Photographie ©Donna Gottschalk, Donna and Joan, E. 9th St., 1970, tirage argentique.

La main-coquillage

©Dora Maar
l’inspiration
de l’air pris dans une autre bouche
autour de cet air
rien
la suffocation
le silence absolu
l’obscurité absolue
la vie froide


©Dora Maar, Sans Titre (ou La main-coquillage), 1934, négatif gélatino-argentique. © Centre Pompidou.

Le souffle court

©Germaine Krull
j’ai la certitude que là-bas c’est ici
que la distance est 
amoindrie par ton pied qui foule le passé
j’ai la certitude que l’empreinte de tes pas laissée sur le chemin
est comme présent sous toutes ses définitions

de mon bord je sens bondir ton existence
celle-là parmi toutes les autres
le monde que je recalcule à l’ère de ta danse

j’entends par les lèvres de ton effort 
s’échapper toutes les sortes de cris 
toutes les sortes d’écritures
et de souffles
même ceux solitaires 
qui pourraient être miens
ils ne se perdent pas dans la solitude
mais vont comme un regain d’oxygène
faciliter ta lutte
nourrir tes muscles endoloris

ta course fait aller la terre plus vite
vers moi qui ne me montre pas
en corps

j’ai la certitude que tu reviendras à l’aube
la même aube que lorsque tu es partie

celle-là n’aura rien cédé au spleen 
qui a la sale manie d'engrisailler le jour



Photographie Germaine Krull, Nu féminin, 1928, tirage gélatino-argentique.
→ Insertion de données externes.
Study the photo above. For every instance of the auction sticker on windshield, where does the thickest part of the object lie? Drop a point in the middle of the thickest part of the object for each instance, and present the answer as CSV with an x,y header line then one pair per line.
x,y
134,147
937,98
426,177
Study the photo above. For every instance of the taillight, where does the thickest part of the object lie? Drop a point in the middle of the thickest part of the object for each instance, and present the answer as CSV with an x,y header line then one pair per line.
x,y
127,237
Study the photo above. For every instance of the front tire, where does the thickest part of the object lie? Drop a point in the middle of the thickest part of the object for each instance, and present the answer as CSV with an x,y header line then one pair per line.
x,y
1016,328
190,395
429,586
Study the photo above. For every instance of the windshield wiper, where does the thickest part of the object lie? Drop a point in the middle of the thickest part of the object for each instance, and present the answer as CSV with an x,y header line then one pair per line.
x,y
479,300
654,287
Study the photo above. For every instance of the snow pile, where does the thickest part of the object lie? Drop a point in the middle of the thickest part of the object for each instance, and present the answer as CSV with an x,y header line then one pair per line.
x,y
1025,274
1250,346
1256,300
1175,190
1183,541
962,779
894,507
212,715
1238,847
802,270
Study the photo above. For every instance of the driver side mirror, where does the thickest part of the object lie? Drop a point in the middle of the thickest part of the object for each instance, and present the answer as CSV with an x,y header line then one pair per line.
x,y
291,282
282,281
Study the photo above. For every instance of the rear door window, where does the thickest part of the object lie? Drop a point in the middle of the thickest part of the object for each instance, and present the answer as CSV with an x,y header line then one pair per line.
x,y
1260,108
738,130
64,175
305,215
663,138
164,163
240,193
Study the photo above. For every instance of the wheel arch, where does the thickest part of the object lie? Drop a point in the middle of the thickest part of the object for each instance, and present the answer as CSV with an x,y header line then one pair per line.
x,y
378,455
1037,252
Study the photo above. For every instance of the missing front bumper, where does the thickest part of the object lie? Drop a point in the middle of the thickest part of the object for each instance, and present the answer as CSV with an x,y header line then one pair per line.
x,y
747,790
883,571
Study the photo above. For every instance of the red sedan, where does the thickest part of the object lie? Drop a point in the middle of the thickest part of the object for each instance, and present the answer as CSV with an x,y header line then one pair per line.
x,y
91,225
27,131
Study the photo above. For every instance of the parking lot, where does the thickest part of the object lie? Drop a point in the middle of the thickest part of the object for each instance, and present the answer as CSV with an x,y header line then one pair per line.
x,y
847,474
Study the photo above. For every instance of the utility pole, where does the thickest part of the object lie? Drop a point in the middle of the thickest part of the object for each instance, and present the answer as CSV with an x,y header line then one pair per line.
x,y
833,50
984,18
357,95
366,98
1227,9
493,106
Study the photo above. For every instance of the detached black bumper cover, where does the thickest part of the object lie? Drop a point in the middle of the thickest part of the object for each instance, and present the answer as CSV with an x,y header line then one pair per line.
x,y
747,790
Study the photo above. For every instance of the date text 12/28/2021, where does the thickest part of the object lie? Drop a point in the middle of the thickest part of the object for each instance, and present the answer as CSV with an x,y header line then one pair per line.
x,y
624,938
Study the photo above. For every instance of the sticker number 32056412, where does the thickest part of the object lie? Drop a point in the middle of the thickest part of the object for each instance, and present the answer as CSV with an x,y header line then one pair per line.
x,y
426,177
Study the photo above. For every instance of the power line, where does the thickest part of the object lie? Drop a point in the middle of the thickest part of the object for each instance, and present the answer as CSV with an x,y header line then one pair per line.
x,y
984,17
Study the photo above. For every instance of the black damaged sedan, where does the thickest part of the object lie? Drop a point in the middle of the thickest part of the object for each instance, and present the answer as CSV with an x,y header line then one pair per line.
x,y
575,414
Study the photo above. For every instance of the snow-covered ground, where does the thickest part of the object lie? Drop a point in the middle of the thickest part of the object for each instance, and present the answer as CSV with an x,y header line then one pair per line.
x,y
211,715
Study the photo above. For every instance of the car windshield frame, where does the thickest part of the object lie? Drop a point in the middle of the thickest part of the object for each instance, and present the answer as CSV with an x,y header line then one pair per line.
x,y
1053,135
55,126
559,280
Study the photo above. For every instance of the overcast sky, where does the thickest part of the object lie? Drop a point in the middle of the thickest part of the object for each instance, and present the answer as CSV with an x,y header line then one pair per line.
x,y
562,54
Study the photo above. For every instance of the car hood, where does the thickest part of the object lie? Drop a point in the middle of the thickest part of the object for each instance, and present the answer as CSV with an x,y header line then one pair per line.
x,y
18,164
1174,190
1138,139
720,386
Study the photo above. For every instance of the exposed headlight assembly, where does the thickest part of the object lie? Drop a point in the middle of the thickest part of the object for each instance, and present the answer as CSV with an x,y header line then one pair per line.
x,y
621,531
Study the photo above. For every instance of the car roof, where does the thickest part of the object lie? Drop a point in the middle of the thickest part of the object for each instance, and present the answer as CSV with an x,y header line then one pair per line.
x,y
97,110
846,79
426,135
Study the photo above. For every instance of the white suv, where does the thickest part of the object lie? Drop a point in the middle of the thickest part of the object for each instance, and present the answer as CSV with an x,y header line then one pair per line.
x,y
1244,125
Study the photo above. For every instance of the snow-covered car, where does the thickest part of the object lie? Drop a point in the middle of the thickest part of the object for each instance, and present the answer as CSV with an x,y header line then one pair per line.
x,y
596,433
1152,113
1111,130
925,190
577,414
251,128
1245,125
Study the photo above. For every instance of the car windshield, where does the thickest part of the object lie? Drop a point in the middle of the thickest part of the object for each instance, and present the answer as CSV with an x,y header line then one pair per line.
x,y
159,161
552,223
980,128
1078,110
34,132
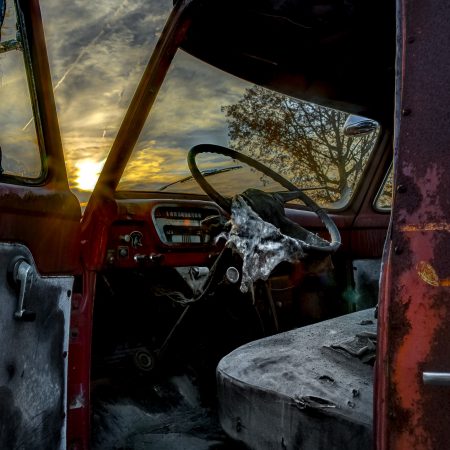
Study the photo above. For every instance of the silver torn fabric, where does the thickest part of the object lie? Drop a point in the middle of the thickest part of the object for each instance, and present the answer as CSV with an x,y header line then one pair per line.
x,y
260,244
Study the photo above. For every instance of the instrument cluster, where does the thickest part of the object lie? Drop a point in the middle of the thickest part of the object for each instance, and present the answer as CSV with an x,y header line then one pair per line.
x,y
152,232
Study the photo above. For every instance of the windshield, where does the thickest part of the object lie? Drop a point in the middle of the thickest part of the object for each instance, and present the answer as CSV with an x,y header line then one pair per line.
x,y
200,104
98,51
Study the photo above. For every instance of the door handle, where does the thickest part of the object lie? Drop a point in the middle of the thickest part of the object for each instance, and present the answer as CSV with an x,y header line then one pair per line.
x,y
436,378
23,275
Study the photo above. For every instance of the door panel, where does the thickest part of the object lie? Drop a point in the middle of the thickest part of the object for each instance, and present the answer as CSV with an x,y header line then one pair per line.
x,y
39,242
33,352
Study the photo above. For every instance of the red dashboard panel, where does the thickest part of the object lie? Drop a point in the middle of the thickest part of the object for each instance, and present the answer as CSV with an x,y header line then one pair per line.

Centre Pompidou. © Estate Germaine Krull/ Museum Folkwang.

À moi le silence

©Imogen Cunningham
lance-toi si lance-toi
sur les versants déclives de tes poèmes massifs
saisis-toi dans ta course d’épingles à cheveux
que je puisse enfermer dans mes boucles le vent de ta vitesse
que je puisse me souvenir
que tout est allé trop vite
que Tout n’a rien laissé du tout
si
des migraines
au fond de mes yeux
comme chaque fois que j’affronte le soleil
ou bien que je libère des gouffres de mon cœur
et de mes rêveries
des amours tant habituées à leur réclusion
qu’elles ne peuvent demeurer dans mes mains ouvertes
sans aussitôt chercher l’ombre et le châtiment

ce n’est pas sans dégât
leur folie affecte mes jours durablement

mais on ne fait rien de ça n’est-ce pas
on ne sauve pas un cœur verrouillé
un cœur avare
un cœur affaibli par les privations qu’il s’impose

lance-toi si lance-toi
moi je suis et je ne peux que rester dans ce temps 
où le silence est fait de cris de toutes sortes
aussi du cri de la poésie qui met au monde le poète



Photographie  Imogen Cunningham, "The Unmade Bed", 1957, impression gélatino-argentique.  ©Museum of Fine Arts, Boston, © The Imogen Cunningham Trust.

Cinglée par la vitesse du temps

©Claude Cahun – Marcel Moore
c’est étrange cette tristesse
qui naît de ton désir

c’est étrange cette phrase entourée de tout ce blanc
glacial
comme un feu maigre qui ne réchauffe pas
mais rappelle la chaleur
vivre ainsi dans le souvenir de la flamme
pourrait t’aller
seulement ce n’est pas un souvenir
c’est une attente

l’attente une lame passée au feu
qui d’une masse informe fait un corps
brûlant à l’endroit de ses blessures
essentielles blessures 

la tristesse coule de tes yeux
d’entre tes cuisses
au fond de ta gorge
le sel toujours mêlé à l’eau
pour que l’eau existe peut-être
pour que les lèvres y reviennent
assoiffées 
toujours assoiffées après avoir bu

cette tristesse
comme une prémonition
que la solitude approche
qu’elle vient pour toi
et toi seule

tu la vois
à travers les plaies qui te permettent d’y voir
elle piétine les feux résistants



Photographie © Claude Cahun-et Marcel Moore "Aveux non avenus" planche III, photomontage.